Cache Performance Analysis: Instrumentation and Memory Hierarchy Experiments

Overview

Labs 12 and 13 of CS 261 (Machine Organization) investigated how algorithm design and memory access patterns interact with cache architecture. Rather than treating the cache as an invisible speedup, the labs required instrumenting real C programs to emit memory access traces, then feeding those traces through a configurable cache simulator to measure miss rates under different configurations. The result was a systematic, empirical understanding of why some algorithms are cache-friendly and others are not — and what cache configuration choices amplify or dampen that difference.

Problem & Context

The cache hierarchy exists because DRAM is too slow and L1 cache is too small.
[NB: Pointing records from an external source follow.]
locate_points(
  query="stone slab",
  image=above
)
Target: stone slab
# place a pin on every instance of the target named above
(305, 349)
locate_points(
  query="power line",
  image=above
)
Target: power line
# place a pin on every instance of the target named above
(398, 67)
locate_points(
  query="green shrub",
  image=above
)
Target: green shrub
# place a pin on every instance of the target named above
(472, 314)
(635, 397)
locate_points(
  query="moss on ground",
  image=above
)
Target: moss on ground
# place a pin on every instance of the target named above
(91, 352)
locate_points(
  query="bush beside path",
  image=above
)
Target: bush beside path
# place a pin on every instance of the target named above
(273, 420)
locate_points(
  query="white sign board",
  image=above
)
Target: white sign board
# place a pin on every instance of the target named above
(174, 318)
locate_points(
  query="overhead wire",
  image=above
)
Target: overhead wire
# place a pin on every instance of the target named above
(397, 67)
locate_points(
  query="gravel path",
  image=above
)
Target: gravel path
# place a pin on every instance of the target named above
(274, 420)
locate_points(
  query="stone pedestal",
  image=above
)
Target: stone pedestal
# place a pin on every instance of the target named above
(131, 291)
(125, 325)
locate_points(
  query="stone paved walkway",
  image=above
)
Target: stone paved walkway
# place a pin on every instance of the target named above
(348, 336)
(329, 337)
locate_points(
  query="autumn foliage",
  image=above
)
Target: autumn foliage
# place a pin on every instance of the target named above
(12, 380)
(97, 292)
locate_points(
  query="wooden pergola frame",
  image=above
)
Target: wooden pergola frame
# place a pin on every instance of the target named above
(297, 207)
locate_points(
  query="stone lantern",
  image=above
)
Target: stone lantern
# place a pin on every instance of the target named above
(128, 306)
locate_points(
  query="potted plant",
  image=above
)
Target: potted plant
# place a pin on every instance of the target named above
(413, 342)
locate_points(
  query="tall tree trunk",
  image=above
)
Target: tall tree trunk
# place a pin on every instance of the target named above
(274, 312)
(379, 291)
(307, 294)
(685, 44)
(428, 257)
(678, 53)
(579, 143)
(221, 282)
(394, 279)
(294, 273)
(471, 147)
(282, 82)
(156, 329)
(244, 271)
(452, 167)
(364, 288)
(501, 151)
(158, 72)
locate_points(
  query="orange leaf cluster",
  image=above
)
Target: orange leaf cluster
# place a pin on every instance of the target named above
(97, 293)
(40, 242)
Every CPU design makes tradeoffs between cache size, block size, and associativity, and those tradeoffs interact with how programs actually access memory. Two algorithms with identical asymptotic complexity can have wildly different practical performance if one has good spatial and temporal locality and the other doesn't.

The challenge that motivated these labs: given two sorting algorithms (exchange sort and quicksort) and a matrix multiplication implementation, characterize their cache behavior empirically. Don't guess based on code structure — instrument the code, run the simulator, measure the miss rates, and explain what you see.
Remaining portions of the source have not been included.